De vordering na voorwaardelijke veroordeling.
De zaak met parketnummer 01/021033/03 is aangebracht bij vordering van 8 juni 2004. Deze vordering heeft betrekking op het vonnis van de politierechter te 's-Hertogenbosch d.d. 21 januari 2004. Een kopie van de vordering is aan dit vonnis gehecht.
De geldigheid van de dagvaarding.
De dagvaarding voldoet aan alle wettelijke eisen.
De bevoegdheid van de rechtbank.
Krachtens de wettelijke bepalingen is de rechtbank bevoegd van het tenlastegelegde kennis te nemen.
De ontvankelijkheid van de officier van justitie.

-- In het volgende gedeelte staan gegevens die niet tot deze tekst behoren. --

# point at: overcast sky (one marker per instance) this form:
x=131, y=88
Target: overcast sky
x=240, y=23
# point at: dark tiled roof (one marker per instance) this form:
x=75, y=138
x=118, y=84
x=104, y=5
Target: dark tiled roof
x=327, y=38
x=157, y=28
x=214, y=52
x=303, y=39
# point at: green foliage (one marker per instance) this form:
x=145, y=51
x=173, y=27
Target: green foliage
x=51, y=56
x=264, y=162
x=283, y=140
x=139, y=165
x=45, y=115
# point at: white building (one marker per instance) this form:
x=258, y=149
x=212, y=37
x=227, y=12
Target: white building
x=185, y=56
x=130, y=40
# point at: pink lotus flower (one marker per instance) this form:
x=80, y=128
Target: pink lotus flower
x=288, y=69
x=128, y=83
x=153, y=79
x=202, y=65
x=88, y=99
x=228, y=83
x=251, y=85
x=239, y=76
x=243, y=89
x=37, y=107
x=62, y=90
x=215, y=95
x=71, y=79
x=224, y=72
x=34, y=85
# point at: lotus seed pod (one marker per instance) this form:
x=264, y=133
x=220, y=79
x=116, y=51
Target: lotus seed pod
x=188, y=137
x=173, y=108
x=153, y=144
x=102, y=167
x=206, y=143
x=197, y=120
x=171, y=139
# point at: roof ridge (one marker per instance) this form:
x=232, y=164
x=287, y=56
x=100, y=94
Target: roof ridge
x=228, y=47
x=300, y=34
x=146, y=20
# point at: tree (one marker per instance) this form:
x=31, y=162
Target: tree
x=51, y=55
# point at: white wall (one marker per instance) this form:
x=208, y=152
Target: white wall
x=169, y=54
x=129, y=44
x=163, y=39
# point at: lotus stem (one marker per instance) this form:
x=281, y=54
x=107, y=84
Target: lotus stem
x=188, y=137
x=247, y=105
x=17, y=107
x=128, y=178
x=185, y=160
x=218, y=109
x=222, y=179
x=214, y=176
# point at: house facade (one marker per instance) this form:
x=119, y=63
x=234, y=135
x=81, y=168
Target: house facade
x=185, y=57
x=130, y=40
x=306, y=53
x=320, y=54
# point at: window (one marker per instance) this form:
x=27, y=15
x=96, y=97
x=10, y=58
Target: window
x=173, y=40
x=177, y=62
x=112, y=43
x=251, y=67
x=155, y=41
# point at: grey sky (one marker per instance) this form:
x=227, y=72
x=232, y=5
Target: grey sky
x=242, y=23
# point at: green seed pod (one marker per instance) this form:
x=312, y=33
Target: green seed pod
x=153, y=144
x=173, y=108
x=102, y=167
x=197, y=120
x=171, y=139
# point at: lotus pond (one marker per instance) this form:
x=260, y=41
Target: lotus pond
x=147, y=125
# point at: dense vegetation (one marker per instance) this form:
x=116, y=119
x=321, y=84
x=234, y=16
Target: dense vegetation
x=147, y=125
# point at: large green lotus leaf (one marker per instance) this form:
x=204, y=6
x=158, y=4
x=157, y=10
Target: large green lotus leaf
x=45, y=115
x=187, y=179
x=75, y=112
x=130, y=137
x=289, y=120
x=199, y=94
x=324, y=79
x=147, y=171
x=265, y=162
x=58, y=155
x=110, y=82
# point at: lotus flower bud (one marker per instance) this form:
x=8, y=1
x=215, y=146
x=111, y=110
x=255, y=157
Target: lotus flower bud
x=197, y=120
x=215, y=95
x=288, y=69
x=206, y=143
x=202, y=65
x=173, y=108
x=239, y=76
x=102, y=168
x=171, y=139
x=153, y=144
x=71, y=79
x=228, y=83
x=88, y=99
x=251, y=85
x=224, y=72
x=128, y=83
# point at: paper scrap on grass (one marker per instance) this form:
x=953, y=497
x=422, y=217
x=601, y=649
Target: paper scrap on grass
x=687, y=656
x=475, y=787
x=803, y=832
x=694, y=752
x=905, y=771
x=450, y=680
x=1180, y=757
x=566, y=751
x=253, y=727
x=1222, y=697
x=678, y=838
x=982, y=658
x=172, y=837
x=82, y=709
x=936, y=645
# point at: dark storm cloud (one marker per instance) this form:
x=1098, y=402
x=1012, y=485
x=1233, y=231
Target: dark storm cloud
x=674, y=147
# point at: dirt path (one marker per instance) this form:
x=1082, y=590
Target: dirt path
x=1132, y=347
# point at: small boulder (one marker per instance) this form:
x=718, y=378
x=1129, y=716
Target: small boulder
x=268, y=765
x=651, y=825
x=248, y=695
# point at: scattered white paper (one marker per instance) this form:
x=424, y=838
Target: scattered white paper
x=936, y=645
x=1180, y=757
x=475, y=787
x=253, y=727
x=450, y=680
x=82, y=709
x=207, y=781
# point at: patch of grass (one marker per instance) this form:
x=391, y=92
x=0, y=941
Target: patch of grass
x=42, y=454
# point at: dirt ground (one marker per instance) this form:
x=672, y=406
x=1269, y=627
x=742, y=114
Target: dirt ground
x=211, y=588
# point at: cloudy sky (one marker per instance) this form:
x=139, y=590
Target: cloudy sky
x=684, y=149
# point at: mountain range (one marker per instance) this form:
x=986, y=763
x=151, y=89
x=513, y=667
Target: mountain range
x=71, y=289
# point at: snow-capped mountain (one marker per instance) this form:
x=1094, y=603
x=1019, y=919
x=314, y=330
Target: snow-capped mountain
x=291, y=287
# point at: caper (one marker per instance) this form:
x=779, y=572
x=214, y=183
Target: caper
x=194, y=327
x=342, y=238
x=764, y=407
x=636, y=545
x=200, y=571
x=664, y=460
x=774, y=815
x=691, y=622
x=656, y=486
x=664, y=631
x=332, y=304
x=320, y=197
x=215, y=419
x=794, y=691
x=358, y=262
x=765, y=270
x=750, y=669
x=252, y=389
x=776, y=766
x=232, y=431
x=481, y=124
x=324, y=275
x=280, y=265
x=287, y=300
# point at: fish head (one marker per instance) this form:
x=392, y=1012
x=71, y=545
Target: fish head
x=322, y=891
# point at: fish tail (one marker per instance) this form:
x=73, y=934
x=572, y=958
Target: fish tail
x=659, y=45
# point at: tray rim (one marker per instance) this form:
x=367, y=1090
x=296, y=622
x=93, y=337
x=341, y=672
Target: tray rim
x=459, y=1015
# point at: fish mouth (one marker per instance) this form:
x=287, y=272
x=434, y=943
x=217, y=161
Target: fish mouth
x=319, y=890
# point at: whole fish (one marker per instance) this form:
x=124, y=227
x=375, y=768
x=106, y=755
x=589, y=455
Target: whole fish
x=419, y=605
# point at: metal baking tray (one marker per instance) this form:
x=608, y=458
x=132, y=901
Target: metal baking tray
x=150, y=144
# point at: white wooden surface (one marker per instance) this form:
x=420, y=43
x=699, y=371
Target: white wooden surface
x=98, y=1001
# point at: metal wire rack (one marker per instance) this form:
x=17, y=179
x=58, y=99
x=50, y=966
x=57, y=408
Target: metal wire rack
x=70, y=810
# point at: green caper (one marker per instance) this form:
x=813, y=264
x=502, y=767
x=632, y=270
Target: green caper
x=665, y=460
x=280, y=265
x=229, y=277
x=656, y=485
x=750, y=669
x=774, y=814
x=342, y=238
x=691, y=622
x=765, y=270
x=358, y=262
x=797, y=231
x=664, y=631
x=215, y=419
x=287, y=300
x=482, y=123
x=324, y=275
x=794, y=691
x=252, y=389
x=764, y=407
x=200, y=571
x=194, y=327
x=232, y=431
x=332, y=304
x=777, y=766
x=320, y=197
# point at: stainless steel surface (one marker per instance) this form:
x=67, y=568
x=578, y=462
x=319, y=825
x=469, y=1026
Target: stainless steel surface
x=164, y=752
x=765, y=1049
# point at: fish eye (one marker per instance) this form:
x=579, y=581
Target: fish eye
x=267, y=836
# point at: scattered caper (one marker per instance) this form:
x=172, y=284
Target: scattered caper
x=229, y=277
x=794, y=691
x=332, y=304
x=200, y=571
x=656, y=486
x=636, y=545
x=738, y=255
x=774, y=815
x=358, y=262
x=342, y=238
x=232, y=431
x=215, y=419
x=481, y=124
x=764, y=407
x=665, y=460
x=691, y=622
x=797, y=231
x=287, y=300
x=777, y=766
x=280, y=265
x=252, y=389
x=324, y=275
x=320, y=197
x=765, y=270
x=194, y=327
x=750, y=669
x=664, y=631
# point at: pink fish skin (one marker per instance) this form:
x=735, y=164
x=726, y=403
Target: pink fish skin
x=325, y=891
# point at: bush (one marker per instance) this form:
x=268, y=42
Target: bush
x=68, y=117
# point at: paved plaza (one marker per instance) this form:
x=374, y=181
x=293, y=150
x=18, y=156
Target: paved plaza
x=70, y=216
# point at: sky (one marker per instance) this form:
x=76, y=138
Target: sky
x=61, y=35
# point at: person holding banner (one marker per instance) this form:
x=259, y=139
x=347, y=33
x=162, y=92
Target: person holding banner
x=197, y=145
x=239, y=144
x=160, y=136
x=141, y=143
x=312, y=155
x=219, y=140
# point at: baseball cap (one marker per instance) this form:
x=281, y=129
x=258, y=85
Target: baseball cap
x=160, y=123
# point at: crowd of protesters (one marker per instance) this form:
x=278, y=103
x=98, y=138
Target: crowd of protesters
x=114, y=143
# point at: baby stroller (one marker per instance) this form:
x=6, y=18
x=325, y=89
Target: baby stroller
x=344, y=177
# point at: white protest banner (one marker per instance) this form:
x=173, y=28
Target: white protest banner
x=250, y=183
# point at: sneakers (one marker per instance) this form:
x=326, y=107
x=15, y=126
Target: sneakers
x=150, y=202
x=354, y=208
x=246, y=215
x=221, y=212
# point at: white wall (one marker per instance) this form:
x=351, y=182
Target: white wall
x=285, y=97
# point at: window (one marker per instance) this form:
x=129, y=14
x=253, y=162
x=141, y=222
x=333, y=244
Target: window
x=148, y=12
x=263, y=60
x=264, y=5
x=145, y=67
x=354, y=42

Bij het onderzoek ter terechtzitting zijn geen omstandigheden gebleken, die aan de ontvankelijkheid van de officier van justitie in de weg staan.
Schorsing der vervolging.
Bij het onderzoek ter terechtzitting zijn geen gronden voor schorsing der vervolging gebleken.
De bewijsbeslissing.
De rechtbank acht niet wettig en overtuigend bewezen hetgeen aan verdachte onder 1 primair, onder 3, en onder 4 primair is tenlastegelegd, zodat de verdachte daarvan behoort te worden vrijgesproken.
De rechtbank heeft ten aanzien van feit 3 geconstateerd dat enkel de aangifte van (slachtoffer 3) voorligt. De rechtbank acht zulks onvoldoende om het tenlastegelegde wettig en overtuigend bewezen te achten.
Overweging met betrekking tot de bewezenverklaring.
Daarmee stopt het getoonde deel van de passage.